If you don’t want to use an extension, you can also add GTM to your browser directly. When you click to install GTM in the interface, you will get a popup with code like this where XXXXXX is your container ID:

<script>(function(w,d,s,l,i){w[l]=w[l]||[];w[l].push({'gtm.start':
new Date().getTime(),event:'gtm.js'});var f=d.getElementsByTagName(s)[0],
j=d.createElement(s),dl=l!='dataLayer'?'&l='+l:'';j.async=true;j.src=
'https://www.googletagmanager.com/gtm.js?id='+i+dl;f.parentNode.insertBefore(j,f);
})(window,document,'script','dataLayer','GTM-XXXXXX');</script>

This is essentially just Javascript, so if you copy the code that’s inside the <script> tags (do NOT include them), go to your browser’s developer console and paste the code, which will start up GTM. You can even do this in the GTM preview once the window opens. Just note that if you are testing a multi-page process (eg. a checkout), you will have to do this on each page as you’re simulating the user journey, which can be a pain, but for simpler tests this can be a good alternative to installing a plugin.

Getting GTM to fire a tag only if it’s not already hard-coded

If you follow the steps above, you may not need this, since you might be able to get GTM set up by the time it’s ready to install on the website.
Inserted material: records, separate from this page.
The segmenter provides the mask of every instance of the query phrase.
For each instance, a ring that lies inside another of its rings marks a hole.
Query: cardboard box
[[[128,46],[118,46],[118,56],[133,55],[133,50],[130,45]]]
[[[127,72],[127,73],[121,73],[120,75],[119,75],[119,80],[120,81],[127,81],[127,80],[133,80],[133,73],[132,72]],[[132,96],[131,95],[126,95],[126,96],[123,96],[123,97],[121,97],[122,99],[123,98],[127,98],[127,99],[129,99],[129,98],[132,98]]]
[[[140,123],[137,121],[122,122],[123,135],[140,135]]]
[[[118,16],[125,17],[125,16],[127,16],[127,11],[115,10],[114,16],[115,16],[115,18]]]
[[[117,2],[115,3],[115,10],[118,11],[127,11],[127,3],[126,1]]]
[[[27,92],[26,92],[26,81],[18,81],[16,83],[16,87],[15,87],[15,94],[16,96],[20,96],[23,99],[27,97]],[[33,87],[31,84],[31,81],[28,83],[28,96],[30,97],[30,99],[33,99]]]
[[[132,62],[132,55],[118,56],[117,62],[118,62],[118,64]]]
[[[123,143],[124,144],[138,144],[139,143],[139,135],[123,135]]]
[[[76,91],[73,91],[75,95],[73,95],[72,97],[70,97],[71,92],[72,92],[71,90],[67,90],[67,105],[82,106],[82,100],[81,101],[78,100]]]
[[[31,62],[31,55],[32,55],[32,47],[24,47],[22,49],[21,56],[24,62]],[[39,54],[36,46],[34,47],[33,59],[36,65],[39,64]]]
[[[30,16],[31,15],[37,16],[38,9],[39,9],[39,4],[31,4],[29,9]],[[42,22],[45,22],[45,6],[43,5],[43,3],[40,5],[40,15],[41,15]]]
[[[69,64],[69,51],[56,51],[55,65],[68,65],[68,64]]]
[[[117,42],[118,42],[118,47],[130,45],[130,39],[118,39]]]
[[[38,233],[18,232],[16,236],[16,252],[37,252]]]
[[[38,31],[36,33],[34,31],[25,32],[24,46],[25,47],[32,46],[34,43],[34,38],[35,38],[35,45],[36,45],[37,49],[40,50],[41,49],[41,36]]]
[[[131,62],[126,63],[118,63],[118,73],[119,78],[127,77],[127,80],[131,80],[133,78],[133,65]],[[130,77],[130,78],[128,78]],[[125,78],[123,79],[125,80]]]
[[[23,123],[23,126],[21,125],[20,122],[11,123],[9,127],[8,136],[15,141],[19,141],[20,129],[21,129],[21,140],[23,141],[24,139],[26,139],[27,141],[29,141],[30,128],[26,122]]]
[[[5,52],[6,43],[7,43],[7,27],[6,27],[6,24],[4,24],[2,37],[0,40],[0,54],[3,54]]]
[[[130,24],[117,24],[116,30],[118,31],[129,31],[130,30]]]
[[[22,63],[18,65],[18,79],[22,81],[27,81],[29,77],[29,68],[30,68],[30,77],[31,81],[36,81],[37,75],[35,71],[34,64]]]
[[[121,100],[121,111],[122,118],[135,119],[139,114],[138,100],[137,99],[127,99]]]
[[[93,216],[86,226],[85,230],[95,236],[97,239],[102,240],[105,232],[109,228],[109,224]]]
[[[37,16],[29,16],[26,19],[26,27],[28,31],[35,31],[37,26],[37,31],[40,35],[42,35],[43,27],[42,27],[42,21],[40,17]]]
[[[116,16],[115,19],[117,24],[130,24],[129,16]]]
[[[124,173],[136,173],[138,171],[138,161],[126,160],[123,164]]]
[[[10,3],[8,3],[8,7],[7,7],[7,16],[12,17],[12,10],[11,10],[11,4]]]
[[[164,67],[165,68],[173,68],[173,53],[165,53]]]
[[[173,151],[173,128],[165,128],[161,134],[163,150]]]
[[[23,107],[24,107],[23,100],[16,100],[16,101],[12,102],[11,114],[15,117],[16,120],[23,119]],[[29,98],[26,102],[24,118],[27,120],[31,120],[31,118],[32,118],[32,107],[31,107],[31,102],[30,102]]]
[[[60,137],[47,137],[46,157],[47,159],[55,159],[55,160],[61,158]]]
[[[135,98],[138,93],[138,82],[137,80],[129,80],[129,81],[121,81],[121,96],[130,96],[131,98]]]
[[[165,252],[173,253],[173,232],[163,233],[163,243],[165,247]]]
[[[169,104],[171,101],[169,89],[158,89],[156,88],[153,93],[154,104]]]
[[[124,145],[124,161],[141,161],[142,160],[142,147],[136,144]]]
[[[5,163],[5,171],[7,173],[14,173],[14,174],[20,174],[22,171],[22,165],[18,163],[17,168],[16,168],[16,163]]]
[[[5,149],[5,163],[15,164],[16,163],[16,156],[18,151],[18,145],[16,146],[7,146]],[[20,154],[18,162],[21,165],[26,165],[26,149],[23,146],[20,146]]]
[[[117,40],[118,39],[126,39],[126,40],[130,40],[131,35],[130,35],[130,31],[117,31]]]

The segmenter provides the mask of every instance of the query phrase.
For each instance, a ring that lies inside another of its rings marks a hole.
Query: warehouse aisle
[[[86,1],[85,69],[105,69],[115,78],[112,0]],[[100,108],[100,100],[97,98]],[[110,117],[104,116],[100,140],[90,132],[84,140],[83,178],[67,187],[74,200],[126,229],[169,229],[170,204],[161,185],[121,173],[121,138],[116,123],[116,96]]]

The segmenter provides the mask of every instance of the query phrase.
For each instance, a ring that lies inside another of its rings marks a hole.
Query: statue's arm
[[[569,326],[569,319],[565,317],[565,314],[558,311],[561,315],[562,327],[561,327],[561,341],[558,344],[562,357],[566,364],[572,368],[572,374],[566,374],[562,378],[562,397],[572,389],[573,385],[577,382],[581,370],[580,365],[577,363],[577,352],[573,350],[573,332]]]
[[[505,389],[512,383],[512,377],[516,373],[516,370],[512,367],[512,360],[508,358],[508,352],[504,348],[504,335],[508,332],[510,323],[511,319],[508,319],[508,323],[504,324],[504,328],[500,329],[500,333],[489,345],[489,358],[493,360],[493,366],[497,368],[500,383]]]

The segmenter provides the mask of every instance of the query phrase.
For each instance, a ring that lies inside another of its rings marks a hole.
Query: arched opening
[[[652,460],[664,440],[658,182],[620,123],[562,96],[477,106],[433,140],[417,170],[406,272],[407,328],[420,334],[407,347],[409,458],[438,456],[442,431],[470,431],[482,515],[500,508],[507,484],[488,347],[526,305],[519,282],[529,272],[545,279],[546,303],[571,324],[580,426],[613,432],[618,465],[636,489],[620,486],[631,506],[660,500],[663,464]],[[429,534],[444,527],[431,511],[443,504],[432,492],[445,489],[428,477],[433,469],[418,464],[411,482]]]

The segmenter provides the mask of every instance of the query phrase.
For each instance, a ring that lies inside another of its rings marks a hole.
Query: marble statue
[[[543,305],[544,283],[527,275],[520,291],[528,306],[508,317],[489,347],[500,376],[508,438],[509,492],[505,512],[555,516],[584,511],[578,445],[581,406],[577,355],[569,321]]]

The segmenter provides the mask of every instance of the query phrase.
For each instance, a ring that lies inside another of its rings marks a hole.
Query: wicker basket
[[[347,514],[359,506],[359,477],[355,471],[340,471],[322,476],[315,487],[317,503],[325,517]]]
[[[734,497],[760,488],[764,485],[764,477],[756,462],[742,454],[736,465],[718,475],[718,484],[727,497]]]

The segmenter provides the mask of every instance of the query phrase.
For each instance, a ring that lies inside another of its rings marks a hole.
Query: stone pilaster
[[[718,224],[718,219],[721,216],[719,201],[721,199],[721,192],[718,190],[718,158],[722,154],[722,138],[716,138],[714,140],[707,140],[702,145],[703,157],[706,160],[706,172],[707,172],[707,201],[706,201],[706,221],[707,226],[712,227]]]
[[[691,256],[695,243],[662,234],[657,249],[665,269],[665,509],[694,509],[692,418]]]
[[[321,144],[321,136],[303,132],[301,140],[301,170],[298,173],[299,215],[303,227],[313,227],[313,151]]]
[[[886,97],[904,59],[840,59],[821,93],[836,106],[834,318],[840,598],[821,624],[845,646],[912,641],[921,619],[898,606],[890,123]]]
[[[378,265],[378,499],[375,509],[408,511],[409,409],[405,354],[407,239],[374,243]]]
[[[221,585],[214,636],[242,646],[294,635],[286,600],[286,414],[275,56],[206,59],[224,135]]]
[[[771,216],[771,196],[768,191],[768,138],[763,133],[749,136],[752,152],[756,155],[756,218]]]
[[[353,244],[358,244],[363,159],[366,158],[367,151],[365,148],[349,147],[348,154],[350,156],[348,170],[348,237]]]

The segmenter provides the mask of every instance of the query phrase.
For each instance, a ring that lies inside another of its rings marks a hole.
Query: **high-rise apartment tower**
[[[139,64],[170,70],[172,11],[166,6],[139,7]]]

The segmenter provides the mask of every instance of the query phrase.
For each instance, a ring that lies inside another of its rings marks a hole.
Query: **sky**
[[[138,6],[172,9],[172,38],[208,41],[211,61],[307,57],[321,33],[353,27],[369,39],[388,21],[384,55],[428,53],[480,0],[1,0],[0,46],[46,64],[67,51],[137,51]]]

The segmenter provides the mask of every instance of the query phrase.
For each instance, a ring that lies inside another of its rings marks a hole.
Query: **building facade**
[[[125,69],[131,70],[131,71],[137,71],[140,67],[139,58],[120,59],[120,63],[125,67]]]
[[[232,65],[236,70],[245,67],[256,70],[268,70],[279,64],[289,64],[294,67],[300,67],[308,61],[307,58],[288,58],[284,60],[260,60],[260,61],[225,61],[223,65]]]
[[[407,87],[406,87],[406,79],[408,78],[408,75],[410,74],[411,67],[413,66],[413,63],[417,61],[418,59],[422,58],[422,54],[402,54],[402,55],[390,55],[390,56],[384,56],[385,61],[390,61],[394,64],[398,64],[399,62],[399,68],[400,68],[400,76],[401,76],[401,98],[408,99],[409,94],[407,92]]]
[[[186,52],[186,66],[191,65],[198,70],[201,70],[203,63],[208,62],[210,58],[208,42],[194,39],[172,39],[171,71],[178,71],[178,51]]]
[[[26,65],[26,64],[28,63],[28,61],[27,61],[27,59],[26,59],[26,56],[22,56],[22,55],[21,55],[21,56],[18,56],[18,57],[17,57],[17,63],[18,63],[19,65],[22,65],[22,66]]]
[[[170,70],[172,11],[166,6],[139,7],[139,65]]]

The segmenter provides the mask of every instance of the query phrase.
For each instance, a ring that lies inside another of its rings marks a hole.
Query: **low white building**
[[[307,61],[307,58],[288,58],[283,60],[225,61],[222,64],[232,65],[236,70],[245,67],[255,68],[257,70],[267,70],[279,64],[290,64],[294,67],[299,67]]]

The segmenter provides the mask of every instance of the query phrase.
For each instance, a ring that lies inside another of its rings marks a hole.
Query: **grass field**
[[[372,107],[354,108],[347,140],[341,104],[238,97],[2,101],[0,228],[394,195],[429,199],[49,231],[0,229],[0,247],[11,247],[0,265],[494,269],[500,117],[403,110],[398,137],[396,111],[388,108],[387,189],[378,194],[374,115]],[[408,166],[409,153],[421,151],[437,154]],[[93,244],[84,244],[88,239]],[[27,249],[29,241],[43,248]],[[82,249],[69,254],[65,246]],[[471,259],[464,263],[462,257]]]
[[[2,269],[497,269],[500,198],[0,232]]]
But what if it’s already installed and you just need to migrate an additional tag into GTM and don’t trust that the timelines will align?

You can use GTM to only fire a tracking code only if it’s NOT already hard-coded on the page. That way, if you publish it, nothing will happen and it won’t fire the tag. But the moment the developer removes the hard-coded tag from the page, GTM will take over. Note that this will eliminate any data gaps, but once the code has been removed we recommend updating GTM again to fire the tag as you normally would.

We can implement this in GTM because almost all tracking tags add a <script> object to the page, which points to the tool’s main Javascript library. So GTM can fire some Javascript that checks if such a script tag has already been added to the page and if it hasn’t then it can fire the tag itself.

The first step would be to write a CSS selector that only matches the tracking script in question. It can take this form:

script[src*='XXX']

XXX is the actual URL of the tag’s script library. You can get this by checking out the hard-coded tag yourself, but at the time of writing here are the values for the most common tags:

  • GA4/Google Ads: googletagmanager.com/gtag/js?id=XXX (where XXX will be your GA4 or Google Ads measurement ID)
  • Meta Pixel: connect.facebook.net/en_US/fbevents.js
  • LinkedIn Insight Tag: snap.licdn.com/li.lms-analytics/insight.min.js
  • Microsoft Universal Event Tag: bat.bing.com/bat.js
  • Pinterest Pixel: s.pinimg.com/ct/core.js
  • TikTok Pixel: analytics.tiktok.com/i18n/pixel/events.js

To put this together, let’s imagine that we are trying to migrate the Meta Pixel into GTM. The selector for this would be:

script[src*='connect.facebook.net/en_US/fbevents.js']

We can then use this template to fire a custom HTML tag in GTM, which determines if the pixel is present on the page and if not fires an event to which we would attach the GTM tag.

<script>
  /* We delay the test by 1 second since by the time this tag fires in GTM, 
      the hard-coded tag might not be finished attaching the script. You can
      change this value if you need */
  var delay = 1000;
  
  /* This is the selector for the script we are testing for, you can modify it to a
     different value as per the details above. */
  var selector = "script[src*='connect.facebook.net/en_US/fbevents.js']";

  setTimeout(function () {
    var hardCodedScript = document.querySelector(selector);
    if(!hardCodedScript) {
        /* If we've entered this part of the code, we failed to fetch the script, meaning
            the hard-coded tag is not there. We can fire the tag in GTM instead.
            You can modify the event name if you need. */
        window.dataLayer.push("fire-meta-pixel");
    }
  },delay);
</script>

Next, you’ll need to create a custom data layer event in GTM set to fire on the “fire-meta-pixel” event and attach it to your Meta Pixel tag. This will only fire from GTM if/when the developer has removed the Meta Pixel from the website’s code!